COUR D'APPEL D'ORLÉANS
CHAMBRE DES AFFAIRES DE SÉCURITÉ SOCIALE
GROSSE à :
SELARL [6]
CPAM DU [Localité 4]
EXPÉDITION à :
SOCIÉTÉ [3]
MINISTRE CHARGÉ DE LA SÉCURITÉ SOCIALE
Pôle social du Tribunal judiciaire d'ORLEANS
ARRÊT DU : 08 NOVEMBRE 2022
Minute n°474/2022
N° RG 20/02710 - N° Portalis DBVN-V-B7E-GIMM
Décision de première instance : Pôle social du Tribunal judiciaire d'ORLEANS en date du 17 Novembre 2020
ENTRE
APPELANTE :
CPAM DU [Localité 4]
[Adresse 5]
[Adresse 5]
Représenté par Mme [Z] [P], en vertu d'un pouvoir spécial
D'UNE PART,
ET
INTIMÉE :
SOCIÉTÉ [3]
[Adresse 2]
[Adresse 2]
Représentée par Me Michaël RUIMY de la SELARL R & K AVOCATS, avocat au barreau de LYON, substitué par Me Julien TSOUDEROS, avocat au barreau de PARIS
PARTIE AVISÉE :
MONSIEUR LE MINISTRE CHARGE DE LA SECURITE SOCIALE
[Adresse 1]
[Adresse 1]
Non comparant, ni représenté
D'AUTRE PART,
COMPOSITION DE LA COUR
Lors des débats :
En application des dispositions de l'article 945-1 du Code de procédure civile, l'affaire a été débattue le 21 JUIN 2022, en audience publique, les parties ne s'y étant pas opposées, devant Madame Carole CHEGARAY, Président de chambre, chargé du rapport.
Lors du délibéré :
Madame Sophie GRALL, Président de chambre,
Madame Carole CHEGARAY, Président de chambre,
Monsieur Laurent SOUSA, Conseiller
Greffier :
Monsieur Alexis DOUET, Greffier lors des débats et du prononcé de l'arrêt.
DÉBATS :
A l'audience publique le 21 JUIN 2022.
ARRÊT :
- Contradictoire, en dernier ressort
- Prononcé le 08 NOVEMBRE 2022, après prorogation du délibéré, par mise à la disposition des parties au Greffe de la Cour, les parties en ayant été préalablement avisées dans les conditions prévues au 2ème alinéa de l'article 450 du Code de procédure civile.

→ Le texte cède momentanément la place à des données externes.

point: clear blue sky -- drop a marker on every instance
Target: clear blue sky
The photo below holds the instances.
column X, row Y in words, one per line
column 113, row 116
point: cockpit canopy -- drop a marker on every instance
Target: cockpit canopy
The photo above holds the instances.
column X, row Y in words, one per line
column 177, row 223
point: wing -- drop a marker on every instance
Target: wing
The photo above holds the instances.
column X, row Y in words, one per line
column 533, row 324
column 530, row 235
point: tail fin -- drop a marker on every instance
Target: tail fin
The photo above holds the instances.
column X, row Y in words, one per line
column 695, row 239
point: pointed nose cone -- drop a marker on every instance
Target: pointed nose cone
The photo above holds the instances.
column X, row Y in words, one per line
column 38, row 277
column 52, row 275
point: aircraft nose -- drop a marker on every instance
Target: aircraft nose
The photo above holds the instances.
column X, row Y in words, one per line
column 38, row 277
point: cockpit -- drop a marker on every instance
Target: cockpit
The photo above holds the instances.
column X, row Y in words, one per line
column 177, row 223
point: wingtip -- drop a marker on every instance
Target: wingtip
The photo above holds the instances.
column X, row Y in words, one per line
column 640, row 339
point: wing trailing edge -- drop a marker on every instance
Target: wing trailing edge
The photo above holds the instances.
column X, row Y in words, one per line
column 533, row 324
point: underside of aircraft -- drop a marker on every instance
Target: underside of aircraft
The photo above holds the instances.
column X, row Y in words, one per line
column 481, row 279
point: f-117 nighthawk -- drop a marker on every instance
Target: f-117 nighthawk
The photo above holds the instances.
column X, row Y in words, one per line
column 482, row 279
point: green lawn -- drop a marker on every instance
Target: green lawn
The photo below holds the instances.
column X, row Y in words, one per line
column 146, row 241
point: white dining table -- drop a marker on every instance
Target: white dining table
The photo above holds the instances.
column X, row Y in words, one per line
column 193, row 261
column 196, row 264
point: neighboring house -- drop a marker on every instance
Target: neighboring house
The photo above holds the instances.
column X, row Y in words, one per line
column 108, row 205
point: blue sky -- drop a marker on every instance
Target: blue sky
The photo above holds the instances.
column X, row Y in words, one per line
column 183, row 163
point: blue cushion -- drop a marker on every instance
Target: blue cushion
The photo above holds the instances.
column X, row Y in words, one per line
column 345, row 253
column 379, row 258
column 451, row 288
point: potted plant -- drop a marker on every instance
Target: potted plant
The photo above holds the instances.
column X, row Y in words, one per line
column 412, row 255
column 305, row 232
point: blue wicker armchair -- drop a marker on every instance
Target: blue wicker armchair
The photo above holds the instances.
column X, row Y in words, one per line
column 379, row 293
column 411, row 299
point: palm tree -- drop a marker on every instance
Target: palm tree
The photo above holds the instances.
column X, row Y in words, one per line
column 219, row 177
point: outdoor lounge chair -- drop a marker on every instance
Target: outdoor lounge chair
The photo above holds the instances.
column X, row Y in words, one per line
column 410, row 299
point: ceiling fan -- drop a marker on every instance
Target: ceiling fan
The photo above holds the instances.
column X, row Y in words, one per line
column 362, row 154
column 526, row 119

- Signé par Madame Carole CHEGARAY, Président de chambre et Monsieur Alexis DOUET, Greffier auquel la minute de la décision a été remise par le Magistrat signataire.
*
Le 22 janvier 2018, M. [C] [Y], salarié de la société [3] depuis 2007 en qualité de maçon-coffreur, a établi une déclaration de maladie professionnelle faisant état d'une 'hernie discale L4-L5 bilatérale'. Le certificat médical initial du 18 janvier 2018 joint à la déclaration mentionne 'sciatalgies bilatérales. volumineuse hernie discale L4-L5 opérée le 24 décembre 2017".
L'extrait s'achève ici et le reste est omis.